Business leaders, hoping to grease the way for a long-stalled trade bill, are softening their opposition to including labor and environmental rules in international trade agreements, a move that has drawn the ire of leading Republicans.

The surprise overture to labor and environmental groups was announced last week by the Business Roundtable, a group of CEOs of major U.S. corporations that has become the most influential business voice in trade policy.

"The Business Roundtable believes these are important international issues, and that the issue is no longer whether they should be addressed in international trade and investment negotiations, but rather how to address them constructively," the group wrote in a report released last week.

In addition, the National Association of Manufacturers has tried to start a dialogue with unions and green groups. The U.S. Chamber of Commerce, by contrast, has shown little inclination to compromise.

The CEOs fear that the United States, where lawmakers remain sharply divided over the merits of free trade, is losing ground to other countries that are negotiating new free-trade pacts regularly.

The shift left many Republicans fuming that business is handing Democrats an advantage just as a closely divided Congress begins considering legislation that would grant the president the power to negotiate new free-trade agreements.

Rep.
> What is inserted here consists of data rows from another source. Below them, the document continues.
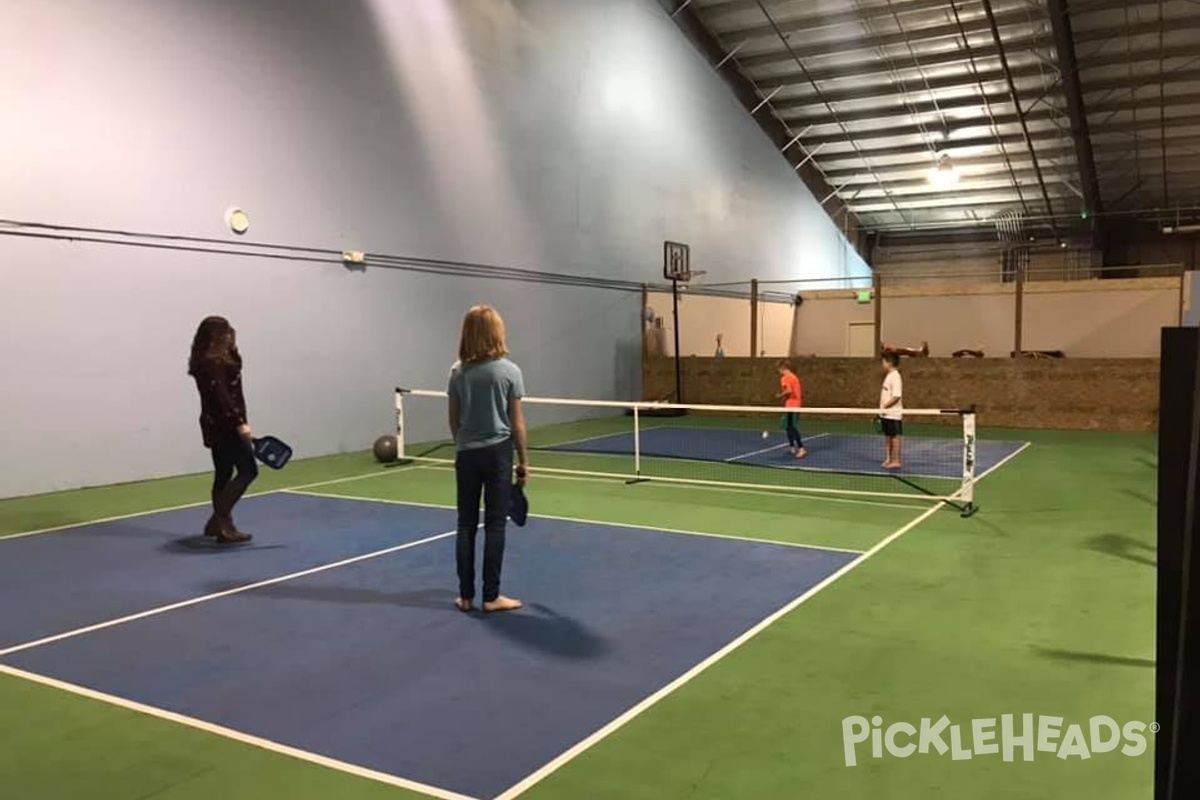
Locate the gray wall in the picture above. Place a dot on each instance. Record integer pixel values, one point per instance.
(567, 137)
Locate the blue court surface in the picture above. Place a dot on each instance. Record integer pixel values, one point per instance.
(835, 452)
(369, 662)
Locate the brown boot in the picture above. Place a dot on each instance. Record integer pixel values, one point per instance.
(213, 527)
(231, 535)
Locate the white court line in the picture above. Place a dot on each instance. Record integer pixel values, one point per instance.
(759, 452)
(1003, 461)
(237, 735)
(184, 506)
(586, 522)
(628, 716)
(217, 595)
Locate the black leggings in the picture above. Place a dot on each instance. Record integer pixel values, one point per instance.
(793, 432)
(487, 471)
(231, 451)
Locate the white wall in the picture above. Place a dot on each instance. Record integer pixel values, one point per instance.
(564, 137)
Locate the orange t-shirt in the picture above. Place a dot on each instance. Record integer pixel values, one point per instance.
(791, 384)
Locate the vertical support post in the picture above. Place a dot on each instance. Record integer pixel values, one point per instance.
(1177, 641)
(969, 463)
(877, 290)
(637, 444)
(1185, 295)
(646, 336)
(675, 311)
(1019, 302)
(754, 318)
(400, 423)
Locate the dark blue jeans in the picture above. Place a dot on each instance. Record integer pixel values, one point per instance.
(487, 471)
(793, 431)
(231, 451)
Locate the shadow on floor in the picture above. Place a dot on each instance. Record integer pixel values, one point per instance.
(1122, 547)
(1093, 657)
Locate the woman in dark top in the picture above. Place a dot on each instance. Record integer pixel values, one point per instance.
(216, 366)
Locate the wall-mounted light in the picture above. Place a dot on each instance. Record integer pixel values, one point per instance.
(237, 220)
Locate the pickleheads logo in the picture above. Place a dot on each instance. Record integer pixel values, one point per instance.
(1029, 734)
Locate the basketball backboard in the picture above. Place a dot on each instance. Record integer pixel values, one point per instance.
(676, 262)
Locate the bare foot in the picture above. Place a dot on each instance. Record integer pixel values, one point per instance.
(502, 603)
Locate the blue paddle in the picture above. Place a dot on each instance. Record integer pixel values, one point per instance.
(273, 452)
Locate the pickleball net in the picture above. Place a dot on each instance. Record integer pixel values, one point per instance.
(735, 446)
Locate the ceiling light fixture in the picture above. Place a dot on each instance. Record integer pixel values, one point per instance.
(945, 174)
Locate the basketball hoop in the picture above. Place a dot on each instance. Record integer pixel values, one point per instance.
(676, 262)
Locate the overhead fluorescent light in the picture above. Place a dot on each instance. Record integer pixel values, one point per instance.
(945, 174)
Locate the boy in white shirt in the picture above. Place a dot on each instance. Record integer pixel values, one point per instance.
(892, 409)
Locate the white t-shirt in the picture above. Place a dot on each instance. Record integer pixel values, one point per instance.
(893, 386)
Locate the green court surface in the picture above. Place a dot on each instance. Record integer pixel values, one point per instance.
(1041, 603)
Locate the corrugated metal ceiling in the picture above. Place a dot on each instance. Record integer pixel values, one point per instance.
(876, 94)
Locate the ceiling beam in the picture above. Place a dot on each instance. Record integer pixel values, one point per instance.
(745, 91)
(811, 22)
(889, 91)
(857, 43)
(1065, 44)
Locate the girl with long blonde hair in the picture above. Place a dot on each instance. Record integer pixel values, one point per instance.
(487, 423)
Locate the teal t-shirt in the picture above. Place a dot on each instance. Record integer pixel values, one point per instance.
(484, 391)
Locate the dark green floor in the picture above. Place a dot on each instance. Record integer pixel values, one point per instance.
(1042, 603)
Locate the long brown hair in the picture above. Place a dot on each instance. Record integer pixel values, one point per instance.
(483, 336)
(214, 342)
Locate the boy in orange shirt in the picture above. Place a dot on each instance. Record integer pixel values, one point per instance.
(790, 394)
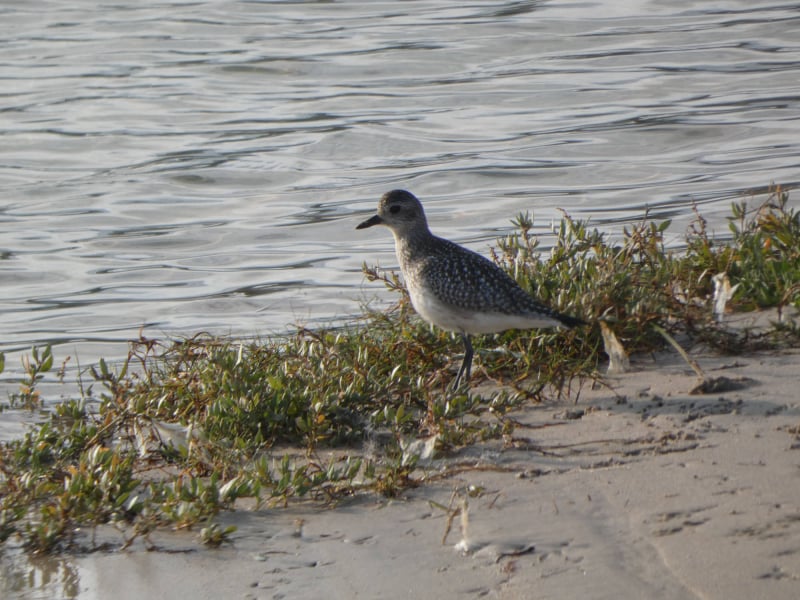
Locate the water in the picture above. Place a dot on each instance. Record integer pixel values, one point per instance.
(187, 166)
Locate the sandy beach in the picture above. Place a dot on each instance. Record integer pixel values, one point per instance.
(637, 490)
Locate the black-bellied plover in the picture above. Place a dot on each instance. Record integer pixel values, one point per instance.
(455, 288)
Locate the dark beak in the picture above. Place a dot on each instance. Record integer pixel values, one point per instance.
(376, 220)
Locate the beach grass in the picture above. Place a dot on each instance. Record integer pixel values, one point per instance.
(185, 429)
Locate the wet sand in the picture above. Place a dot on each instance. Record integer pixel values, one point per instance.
(638, 490)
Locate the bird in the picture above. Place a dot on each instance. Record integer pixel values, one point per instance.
(454, 288)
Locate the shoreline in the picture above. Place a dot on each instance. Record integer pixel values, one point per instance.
(637, 490)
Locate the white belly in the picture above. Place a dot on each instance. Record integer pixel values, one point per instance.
(453, 319)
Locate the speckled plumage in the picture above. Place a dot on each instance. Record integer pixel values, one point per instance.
(455, 288)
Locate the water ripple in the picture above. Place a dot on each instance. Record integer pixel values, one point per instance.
(192, 167)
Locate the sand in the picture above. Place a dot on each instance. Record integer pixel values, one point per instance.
(637, 490)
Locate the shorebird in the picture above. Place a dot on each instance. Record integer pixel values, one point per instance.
(454, 288)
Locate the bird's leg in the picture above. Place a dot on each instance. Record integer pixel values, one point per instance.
(466, 364)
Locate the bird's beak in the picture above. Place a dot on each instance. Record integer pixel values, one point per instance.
(376, 220)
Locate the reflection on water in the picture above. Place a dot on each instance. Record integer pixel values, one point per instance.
(37, 578)
(201, 167)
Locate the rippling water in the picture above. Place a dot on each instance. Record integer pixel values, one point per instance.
(201, 166)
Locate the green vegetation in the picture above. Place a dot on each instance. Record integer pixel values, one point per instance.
(183, 430)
Jim Kolbe, Arizona Republican, said business groups should await the Bush administration's proposal for trade-negotiating authority before they give a nod in the Democrats' direction.

"They should not be giving something away before we even know where the train is headed," Mr. Kolbe said.

Senior staffers from the House Republican leadership, as well as Rules Committee Chairman David Dreier of California, have also complained to business lobbyists about the Roundtable's move.

One member warned that, by tilting in the Democrats' direction, lobbyists were "misreading the results of an election" that gave Republicans control of both houses of Congress and the executive branch.

Since Congress approved the North American Free Trade Agreement in 1993, the United States has negotiated only one additional pact, last year, with tiny Jordan.

By contrast, the European Union, Canada and much of South America have pushed forward with their own agreements. As a result of a Canada-Chile free-trade arrangement, Canadian firms escape paying Chile's 11 percent across-the-board tariff, an advantage their American counterparts do not enjoy.

The United States will have a chance to reassert its leadership when leaders from North and South America meet in Quebec City in April to decide whether to push forward with negotiations on a Free Trade Area of the Americas.

Business groups would like to see Congress pass "fast-track" negotiating authority this year to further this goal. Fast-track allows the president to cut trade deals and then submit them to an up-or-down vote in Congress, without any amendments.

A bitter dispute between Republicans and Democrats over whether labor and environmental issues belong in the fast-track legislation prevented its passage in 1997.

The CEOs that make up the Business Roundtable concluded that prolonging this quagmire is not worth the cost of lost trade liberalization.

"If we weren't stepping in here, the Republicans and Democrats would be digging trenches right now," one lobbyist said. "We're focused on the fact that we're being left behind."

Echoing this view, the Emergency Committee for American Trade has called for "new thinking and visible leadership" to resolve the current impasse, perhaps through high-profile initiatives outside trade agreements.

Republicans are willing to give a Republican president more leeway to negotiate on labor and environment issues than they would have given the Clinton administration, Mr. Kolbe said. But going too far in a direction Democrats would prefer will inevitably alienate Republican members.

"Trade deals always carry a heavy load," Mr. Kolbe said. "They don't need any more baggage."